Miranda wanted to answer honestly, but wasn’t that stupid. She wanted to lie, but knew he wouldn’t believe her. Hell, she wouldn't believe herself either. So, she pressed her lips together in a thin, firm line and said nothing.
“I suppose that wasn’t a very smart question,” he admitted with a small chuckle. “Now I know how Atlas felt when he saw his Chloe.”
“Who?” she blurted.
“And old acquaintance,” Sindre dismissed the question. “Of course you’ll run.”
He shifted his hold on her and scooped her up in his arms. She yelped and started struggling again with as little effect as before.
“Stop thrashing about or I won’t be responsible for how I sub-due you,” he warned. She immediately went limp, though he felt the heat of her enraged glare. “Good girl.”
“This is illegal,” she snarled.
“What? Carrying you? You’re my wife. Tens, if not hundreds, of millions of people watched our wedding this morning.” He carried her from the bedroom to the sofa in the small suite.
“You coerced me.”
“A little.” He sat down and positioned his bride more comfortably on his lap, anchoring her against his body with the light, immovable pressure of one big hand. He reached over and plucked her glasses from a small table adjacent to the chair and held them in front of her. With a mutinous expression, she accepted the offering and settled her spectacles in place. Somehow it was better to see clearly, even when the vision offended her.
“A little?” she shrieked. He winced at the shrill tone piercing his ear drums. “I want an annulment now!”
“Oh, we won’t need an annulment,” he promised her, his voice a deep purr that sent shivers down her spine.
“Please don’t rape me,” her voice went weak and hoarse with dread.
Her terror pinched his conscience. “I have no intention of doing anything to harm you.”
She jutted her chin, because that sounded like a vow from a man she absolutely, positively did not trust.
“Listen to me.”
“I can hardly do anything else,” she muttered.
He sighed, the warm breath ruffling the fine hairs at the back of her neck. “You’re lucky I’m civilized.”
She snorted in utter disbelief. He supposed he couldn’t blame her.
“Let me tell you a story,” Sindre began, having decided to bare all and begin their shared life with honesty. He waited for her to say something, but Miranda held her silence. “There are beings in this world who are not quite human.”
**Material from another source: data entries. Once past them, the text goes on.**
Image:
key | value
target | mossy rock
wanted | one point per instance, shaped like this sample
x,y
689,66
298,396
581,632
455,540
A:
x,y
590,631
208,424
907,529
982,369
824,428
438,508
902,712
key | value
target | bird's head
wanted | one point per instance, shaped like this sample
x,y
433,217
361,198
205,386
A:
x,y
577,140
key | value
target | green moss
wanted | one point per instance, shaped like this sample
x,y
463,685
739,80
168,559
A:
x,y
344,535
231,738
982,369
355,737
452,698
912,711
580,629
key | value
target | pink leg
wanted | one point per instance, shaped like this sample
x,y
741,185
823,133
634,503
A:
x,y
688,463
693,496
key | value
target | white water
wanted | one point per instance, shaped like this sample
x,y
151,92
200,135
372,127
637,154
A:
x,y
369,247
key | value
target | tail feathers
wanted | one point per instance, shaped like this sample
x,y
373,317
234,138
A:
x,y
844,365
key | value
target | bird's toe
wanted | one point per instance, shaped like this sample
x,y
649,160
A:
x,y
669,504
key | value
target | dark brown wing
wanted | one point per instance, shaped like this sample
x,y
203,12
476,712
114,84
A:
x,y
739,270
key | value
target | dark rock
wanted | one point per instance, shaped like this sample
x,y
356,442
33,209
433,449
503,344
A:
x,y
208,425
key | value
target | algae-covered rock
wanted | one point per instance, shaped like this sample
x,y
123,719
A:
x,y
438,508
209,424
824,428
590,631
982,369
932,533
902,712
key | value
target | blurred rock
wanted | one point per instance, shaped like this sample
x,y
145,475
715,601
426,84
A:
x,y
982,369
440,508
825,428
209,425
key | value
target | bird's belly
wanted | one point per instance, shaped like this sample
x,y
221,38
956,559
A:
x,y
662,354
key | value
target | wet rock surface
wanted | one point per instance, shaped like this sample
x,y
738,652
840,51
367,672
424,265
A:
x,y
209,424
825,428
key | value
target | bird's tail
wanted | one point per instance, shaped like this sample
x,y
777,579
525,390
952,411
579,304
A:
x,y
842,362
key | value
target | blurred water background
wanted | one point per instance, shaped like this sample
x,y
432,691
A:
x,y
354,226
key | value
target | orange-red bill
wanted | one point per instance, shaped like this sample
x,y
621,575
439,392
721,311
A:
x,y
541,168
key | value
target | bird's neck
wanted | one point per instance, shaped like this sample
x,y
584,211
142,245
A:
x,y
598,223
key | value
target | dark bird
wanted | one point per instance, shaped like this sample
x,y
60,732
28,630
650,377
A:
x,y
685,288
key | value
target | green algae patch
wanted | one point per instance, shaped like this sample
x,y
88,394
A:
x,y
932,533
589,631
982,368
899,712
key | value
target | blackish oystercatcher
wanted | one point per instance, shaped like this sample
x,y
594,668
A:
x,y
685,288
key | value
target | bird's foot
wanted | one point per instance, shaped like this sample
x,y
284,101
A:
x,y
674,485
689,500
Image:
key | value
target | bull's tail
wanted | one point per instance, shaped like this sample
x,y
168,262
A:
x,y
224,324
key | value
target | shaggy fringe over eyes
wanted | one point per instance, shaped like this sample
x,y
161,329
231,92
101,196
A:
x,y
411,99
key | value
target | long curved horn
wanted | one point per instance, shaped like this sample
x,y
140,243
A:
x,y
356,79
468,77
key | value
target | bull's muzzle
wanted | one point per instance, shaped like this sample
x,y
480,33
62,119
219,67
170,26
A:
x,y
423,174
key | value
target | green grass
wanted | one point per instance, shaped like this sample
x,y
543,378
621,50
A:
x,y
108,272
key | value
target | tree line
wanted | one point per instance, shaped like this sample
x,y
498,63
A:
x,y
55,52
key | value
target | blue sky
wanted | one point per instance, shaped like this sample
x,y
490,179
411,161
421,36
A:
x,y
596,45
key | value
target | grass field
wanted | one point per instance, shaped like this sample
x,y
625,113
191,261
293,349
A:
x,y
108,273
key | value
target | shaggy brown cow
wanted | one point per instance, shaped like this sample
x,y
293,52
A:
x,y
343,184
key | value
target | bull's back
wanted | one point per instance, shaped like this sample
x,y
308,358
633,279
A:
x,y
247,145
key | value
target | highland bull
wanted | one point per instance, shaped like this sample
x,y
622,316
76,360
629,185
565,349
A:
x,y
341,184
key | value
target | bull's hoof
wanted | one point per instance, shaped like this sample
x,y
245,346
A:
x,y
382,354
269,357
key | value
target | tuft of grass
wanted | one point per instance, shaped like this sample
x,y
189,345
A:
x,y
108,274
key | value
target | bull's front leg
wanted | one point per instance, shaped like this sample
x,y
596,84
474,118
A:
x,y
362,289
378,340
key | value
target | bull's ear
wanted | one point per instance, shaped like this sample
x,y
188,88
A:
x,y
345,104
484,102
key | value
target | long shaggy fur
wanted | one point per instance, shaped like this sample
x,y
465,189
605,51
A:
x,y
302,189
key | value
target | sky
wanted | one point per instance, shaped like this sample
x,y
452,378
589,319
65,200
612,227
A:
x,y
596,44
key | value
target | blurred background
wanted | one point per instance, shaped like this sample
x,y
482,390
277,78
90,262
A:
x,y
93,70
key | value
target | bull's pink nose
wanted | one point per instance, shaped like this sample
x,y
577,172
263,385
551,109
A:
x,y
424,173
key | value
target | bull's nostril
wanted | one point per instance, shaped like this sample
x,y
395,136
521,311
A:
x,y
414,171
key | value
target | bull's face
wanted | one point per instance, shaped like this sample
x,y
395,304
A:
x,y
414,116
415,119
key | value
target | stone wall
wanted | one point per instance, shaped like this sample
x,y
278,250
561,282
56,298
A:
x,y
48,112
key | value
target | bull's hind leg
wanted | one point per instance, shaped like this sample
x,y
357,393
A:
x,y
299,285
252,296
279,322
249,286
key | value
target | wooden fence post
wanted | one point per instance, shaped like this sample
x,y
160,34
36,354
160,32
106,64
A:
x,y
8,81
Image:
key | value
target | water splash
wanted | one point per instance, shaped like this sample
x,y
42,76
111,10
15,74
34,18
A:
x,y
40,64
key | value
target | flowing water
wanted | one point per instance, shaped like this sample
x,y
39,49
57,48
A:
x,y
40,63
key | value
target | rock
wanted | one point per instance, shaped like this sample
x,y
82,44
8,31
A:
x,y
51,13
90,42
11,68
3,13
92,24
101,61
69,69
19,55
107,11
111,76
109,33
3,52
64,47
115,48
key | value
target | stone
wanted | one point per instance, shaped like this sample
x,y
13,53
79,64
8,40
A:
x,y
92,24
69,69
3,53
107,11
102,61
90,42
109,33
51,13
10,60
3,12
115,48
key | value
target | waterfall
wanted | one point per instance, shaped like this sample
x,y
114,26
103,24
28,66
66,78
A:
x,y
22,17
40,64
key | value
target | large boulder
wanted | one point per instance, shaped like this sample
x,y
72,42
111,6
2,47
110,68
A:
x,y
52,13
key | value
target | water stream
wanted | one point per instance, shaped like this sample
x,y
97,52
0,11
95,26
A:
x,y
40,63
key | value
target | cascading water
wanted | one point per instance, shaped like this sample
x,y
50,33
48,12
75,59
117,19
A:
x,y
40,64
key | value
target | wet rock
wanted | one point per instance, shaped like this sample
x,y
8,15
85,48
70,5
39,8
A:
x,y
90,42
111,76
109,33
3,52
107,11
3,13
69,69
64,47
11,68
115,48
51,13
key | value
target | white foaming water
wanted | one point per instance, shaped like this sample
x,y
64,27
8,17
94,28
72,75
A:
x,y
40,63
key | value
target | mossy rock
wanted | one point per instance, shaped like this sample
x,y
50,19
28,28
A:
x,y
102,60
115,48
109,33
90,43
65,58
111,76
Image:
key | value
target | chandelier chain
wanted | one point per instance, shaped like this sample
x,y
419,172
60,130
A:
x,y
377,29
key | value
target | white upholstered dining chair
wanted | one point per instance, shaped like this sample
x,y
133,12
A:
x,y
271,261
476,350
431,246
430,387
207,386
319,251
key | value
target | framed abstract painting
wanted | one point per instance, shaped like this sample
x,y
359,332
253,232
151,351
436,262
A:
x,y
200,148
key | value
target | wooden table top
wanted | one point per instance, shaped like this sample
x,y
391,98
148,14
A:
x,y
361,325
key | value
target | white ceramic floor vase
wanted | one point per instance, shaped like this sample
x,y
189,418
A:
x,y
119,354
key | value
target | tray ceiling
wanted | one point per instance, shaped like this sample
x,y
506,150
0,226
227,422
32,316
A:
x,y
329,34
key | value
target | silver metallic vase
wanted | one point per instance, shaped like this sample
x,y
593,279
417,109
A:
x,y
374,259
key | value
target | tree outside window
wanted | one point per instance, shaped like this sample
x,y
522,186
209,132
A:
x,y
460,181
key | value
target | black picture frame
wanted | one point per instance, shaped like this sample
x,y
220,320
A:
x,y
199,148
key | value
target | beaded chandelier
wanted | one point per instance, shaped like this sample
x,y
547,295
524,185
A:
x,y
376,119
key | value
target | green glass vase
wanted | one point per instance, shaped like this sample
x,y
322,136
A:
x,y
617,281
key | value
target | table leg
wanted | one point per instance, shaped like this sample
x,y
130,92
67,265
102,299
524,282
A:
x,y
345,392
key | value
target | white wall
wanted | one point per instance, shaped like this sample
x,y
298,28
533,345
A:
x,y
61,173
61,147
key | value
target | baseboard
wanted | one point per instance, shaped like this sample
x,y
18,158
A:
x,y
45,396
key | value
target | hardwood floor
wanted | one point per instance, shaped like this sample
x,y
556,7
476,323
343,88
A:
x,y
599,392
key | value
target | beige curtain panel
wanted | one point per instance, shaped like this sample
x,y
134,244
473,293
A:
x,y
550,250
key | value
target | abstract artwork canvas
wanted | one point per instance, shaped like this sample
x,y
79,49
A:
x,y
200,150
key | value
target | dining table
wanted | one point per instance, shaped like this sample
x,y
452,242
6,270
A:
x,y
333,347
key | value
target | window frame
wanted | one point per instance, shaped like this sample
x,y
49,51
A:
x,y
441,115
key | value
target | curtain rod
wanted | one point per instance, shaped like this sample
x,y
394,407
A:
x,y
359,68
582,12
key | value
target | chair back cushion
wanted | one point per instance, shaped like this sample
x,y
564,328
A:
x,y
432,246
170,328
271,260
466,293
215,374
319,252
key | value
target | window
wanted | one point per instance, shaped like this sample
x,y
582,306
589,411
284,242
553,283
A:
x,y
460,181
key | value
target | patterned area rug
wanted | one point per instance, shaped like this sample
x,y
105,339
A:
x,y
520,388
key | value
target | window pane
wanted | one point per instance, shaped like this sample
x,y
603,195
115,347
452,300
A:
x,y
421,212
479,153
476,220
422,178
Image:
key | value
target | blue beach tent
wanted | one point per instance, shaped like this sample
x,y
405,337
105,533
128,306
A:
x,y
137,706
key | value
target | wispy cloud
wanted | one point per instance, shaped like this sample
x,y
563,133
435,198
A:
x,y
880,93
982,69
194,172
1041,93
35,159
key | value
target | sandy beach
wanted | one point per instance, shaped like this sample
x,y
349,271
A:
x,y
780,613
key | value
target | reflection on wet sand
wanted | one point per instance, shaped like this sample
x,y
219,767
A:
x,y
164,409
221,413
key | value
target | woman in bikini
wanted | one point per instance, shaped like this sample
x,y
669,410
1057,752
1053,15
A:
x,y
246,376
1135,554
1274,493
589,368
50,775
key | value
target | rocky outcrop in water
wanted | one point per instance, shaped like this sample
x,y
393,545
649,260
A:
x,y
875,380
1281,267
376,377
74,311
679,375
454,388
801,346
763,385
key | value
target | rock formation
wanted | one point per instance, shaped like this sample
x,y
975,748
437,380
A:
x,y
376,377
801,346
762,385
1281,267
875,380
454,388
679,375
“Oh, God, you think you’re a vampire?” she sneered.
“Hardly,” came the repressive retort. “Be quiet and let me speak.”
She snorted again.
“Twelve hundred years ago, the world was a much different place. Men still believed in magic and many still worshipped the old gods, especially in the northern climes where Christian missionaries had yet to gain a foothold.”
He paused, but she held her silence.
“That is the world in which I grew up: the so-called Viking Age. I spent my days as a young man sailing dragon ships, raiding seaside and riverfront villages, and even conducting a little trade with those cities too large for reivers to conquer. I carried a sword fashioned by the Ulfbehrt forge and wore leather, coarse, heavy linen, and chain maille.”
He paused again. Miranda said nothing, although the stiffness in her posture told him she most certainly did not believe a single word he said. He continued anyway.
“Yes, I’ll say it: I was a Viking, although my people never used that term. I watched Erik the Red set sail across the ocean and even traveled with Leif Erikson for a few years. I watched the relentless advance of the Christians and the disappearance of the old ways and the old gods. I served Norway, for a warrior’s honor is found in noble service and my people were warriors to the core. Even the women.”